Research suggests that about 80% Americans suffer from backache at least once in their lifetime, a simple solution to this is back pain exercises. Stress, poor posture or even an injury can be the cause of your pain. Aim at strengthening the muscles in your back with exercise and enjoy a pain free life.
Before you perform any kind of back pain exercise, it is important that you warm up. You could just march right on the spot for 5 minutes or have a walk around.
Here Are A Few Back Pain Exercise That You Can Do –
1. Lie on your stomach. Raise your right leg off the floor about 5-8 inches while tightening the muscles on your buttocks and leg. Count till 10 and let it come back to the floor. Repeat the same with the left leg. Continue this about 5 times.
2. Hold the back of the chair while standing behind it. Lift your right leg and swing it backwards slowly, keeping the knee straight. Then slowly swing it back to normal. Repeat the same action with the left leg. Continue for about 5 times with each leg.

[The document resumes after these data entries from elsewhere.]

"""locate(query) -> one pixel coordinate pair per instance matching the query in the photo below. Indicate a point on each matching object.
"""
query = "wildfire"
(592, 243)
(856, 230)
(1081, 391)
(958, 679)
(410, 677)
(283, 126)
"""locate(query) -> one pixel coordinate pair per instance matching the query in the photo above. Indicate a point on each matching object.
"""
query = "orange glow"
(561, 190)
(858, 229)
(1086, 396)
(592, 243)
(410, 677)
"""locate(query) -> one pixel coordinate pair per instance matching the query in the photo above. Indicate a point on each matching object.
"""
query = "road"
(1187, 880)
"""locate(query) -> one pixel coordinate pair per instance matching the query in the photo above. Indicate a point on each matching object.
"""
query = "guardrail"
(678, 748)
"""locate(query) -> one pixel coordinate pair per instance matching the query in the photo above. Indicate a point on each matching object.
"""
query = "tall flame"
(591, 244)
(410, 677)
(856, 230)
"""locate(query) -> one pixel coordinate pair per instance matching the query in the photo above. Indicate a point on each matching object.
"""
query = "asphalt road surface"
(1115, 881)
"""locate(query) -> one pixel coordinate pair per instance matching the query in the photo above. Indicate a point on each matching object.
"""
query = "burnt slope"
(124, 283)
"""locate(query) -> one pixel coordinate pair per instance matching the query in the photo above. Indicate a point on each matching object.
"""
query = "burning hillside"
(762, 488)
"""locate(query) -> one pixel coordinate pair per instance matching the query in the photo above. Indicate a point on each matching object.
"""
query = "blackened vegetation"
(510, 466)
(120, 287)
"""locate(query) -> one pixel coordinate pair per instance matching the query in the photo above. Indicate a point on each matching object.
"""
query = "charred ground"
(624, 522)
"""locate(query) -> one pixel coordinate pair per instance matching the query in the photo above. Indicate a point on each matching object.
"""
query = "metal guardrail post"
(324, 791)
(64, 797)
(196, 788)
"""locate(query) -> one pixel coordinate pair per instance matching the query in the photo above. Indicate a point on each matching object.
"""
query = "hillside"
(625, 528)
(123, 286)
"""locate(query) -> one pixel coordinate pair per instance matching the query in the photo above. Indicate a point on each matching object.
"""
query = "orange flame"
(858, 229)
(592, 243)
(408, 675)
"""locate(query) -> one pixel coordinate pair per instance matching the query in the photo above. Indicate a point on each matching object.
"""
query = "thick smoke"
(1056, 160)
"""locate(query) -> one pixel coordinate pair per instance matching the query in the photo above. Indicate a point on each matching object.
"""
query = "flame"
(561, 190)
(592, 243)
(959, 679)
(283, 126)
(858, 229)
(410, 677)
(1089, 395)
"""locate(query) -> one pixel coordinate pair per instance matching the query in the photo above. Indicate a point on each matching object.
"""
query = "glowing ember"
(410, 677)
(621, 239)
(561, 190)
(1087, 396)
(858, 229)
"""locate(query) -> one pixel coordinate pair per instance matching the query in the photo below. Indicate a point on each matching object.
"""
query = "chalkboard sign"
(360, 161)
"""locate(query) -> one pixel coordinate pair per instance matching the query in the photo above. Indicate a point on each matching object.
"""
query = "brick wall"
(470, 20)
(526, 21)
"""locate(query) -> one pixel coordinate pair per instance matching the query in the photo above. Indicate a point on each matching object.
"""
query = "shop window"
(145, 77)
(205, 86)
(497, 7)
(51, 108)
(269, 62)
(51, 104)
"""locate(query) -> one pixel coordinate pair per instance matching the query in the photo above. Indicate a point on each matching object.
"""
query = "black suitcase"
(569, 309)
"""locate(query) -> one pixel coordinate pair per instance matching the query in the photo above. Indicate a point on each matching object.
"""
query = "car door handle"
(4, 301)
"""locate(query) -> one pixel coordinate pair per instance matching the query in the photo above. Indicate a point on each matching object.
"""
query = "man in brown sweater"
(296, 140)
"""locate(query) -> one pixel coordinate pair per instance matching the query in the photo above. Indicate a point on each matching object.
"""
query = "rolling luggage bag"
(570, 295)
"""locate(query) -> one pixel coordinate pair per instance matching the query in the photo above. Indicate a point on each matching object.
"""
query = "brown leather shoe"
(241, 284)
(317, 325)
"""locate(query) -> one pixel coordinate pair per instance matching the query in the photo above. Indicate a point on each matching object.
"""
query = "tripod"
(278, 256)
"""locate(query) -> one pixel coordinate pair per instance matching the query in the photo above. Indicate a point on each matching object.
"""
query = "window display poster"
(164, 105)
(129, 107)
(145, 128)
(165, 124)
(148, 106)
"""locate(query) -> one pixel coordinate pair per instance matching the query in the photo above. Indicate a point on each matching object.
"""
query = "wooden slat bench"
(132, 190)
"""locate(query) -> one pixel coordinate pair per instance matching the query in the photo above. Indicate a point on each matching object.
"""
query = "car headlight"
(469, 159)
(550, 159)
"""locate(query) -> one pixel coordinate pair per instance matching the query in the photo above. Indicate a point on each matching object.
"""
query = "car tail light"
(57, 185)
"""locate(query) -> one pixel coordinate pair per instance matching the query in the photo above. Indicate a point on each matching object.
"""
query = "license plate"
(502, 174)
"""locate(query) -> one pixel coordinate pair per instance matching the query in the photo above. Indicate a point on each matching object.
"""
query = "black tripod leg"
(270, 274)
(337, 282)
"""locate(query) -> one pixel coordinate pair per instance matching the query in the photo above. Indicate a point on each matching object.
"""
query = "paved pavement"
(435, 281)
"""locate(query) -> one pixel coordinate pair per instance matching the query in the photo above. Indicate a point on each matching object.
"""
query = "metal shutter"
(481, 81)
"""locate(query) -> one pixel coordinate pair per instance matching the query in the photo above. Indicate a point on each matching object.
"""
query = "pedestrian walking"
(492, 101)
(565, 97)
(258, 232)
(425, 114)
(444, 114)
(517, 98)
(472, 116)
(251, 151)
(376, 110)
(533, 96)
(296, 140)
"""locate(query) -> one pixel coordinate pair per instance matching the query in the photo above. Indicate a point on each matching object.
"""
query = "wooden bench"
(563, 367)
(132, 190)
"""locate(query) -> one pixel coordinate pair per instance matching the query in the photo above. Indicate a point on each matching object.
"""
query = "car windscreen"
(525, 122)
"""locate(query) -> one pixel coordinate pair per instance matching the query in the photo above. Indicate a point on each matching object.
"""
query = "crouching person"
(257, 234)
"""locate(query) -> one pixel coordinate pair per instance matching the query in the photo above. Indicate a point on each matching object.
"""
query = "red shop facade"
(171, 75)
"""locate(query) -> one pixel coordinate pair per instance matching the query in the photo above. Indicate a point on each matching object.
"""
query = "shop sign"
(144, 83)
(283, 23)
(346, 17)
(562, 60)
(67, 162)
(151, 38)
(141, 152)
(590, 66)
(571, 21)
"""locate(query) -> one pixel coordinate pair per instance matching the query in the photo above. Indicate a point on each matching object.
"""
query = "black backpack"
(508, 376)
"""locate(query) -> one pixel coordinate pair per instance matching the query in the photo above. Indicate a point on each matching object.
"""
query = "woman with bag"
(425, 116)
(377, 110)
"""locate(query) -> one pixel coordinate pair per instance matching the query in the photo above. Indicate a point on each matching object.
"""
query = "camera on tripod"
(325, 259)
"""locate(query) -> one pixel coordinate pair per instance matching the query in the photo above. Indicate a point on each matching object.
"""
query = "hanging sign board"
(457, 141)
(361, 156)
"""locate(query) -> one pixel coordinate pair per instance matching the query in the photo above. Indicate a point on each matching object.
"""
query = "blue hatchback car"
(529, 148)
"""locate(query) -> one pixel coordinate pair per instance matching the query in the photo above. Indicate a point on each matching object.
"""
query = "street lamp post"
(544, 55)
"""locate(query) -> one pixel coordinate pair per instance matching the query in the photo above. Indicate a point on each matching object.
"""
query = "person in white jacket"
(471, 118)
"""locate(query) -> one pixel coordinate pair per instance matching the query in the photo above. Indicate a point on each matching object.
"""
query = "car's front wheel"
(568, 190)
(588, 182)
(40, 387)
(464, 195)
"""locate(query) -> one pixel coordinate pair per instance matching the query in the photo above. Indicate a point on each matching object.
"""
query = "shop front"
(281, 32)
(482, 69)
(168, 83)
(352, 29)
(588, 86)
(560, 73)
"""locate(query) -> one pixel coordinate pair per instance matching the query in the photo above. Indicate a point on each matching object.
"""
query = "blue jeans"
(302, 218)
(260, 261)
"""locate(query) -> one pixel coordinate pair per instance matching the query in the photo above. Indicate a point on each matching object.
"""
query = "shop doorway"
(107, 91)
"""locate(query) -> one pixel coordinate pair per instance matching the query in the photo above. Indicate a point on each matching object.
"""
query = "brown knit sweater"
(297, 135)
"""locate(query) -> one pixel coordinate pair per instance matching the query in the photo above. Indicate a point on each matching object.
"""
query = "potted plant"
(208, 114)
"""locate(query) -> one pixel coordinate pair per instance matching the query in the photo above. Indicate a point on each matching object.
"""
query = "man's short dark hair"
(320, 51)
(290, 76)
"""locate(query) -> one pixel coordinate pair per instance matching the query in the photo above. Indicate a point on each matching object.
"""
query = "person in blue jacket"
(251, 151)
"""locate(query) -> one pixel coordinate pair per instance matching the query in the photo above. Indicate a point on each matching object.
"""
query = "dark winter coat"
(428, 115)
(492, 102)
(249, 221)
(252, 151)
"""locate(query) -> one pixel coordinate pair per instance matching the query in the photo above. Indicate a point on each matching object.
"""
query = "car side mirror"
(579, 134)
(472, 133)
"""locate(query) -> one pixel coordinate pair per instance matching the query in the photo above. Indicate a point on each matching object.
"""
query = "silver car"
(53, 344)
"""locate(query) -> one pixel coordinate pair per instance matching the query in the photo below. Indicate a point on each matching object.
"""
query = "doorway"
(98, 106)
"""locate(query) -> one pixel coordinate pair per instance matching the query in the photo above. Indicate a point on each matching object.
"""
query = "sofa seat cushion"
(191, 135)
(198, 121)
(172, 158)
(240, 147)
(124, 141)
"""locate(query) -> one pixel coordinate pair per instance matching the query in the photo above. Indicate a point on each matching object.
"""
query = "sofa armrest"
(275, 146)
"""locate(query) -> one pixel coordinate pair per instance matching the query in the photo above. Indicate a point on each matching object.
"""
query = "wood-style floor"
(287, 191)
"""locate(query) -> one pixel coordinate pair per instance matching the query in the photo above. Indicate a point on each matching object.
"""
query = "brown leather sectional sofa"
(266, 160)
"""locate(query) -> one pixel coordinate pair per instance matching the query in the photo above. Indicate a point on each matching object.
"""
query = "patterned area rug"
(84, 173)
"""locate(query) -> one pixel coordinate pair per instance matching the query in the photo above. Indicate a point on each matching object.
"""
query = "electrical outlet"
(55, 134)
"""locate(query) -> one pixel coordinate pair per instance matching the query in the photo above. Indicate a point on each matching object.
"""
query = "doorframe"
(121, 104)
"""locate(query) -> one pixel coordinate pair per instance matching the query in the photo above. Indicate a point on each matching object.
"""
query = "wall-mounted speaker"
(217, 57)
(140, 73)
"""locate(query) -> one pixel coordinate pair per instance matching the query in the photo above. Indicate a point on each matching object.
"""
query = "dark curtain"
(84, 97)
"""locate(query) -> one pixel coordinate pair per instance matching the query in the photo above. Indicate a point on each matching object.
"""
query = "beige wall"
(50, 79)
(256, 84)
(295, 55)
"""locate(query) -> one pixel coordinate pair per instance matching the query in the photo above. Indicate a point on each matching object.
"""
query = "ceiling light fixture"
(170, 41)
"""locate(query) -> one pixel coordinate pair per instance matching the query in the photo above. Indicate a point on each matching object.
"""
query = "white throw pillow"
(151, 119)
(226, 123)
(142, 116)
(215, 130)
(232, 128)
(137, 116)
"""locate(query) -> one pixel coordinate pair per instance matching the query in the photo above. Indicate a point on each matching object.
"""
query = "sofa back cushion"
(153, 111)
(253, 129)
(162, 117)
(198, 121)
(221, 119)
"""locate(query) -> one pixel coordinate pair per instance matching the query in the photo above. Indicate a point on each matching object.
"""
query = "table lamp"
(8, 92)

3. Lie flat on your back, touch the chin to your chest, hug your knees and bring it close to your chest. Hold this pose for about 15 seconds. Continue 2-3 times.
4. Lie down on your back. Position the palms of both hands flatly on the floor, knees bent and feet firmly on the ground. Tighten the muscles of your stomach and press and flatten your back on the floor. Maintain the pose for 5 seconds, then relax. Repeat about 5 times.
5. Go down on your fours, that is, on your hands and knees with your head and tail bone almost in the same line. As you inhale, lift your head and the tail bone up and drop your belly towards the floor, then, while you exhale, round your shoulders, press them up towards the sky, and bring your head down closer towards the pelvis and pull your belly button up to your spine. Repeat this motion for about a minute.
6. Lie flat on your back with your knees bent and your feet on the ground. Flatten your back on the floor and tighten your stomach muscles. Bring your chin close to your chest. Stretch your hands out in front of you, towards your knees, exhale and slowly bring your upper body up. Remain in this position for 3 seconds, then relax. Repeat about 10 times.
7. Stand with your back against the wall with feet slightly apart. While in this position walk your feet about 10-12 inches away from the wall. Tighten your abdominal muscles and bend your knees to about 45 degrees. Hold the position for 5 seconds and slowly slide back up. Repeat this back pain exercise 10 times.
Other good back pain exercises are walking, swimming, bicycling, aerobics. Avoid jerky movements that can potentially harm your back. Wear comfortable and loose clothing. While, most back pain exercises can be done at home, it is best to take your physician's advice to avoid any kind of unpleasant surprises.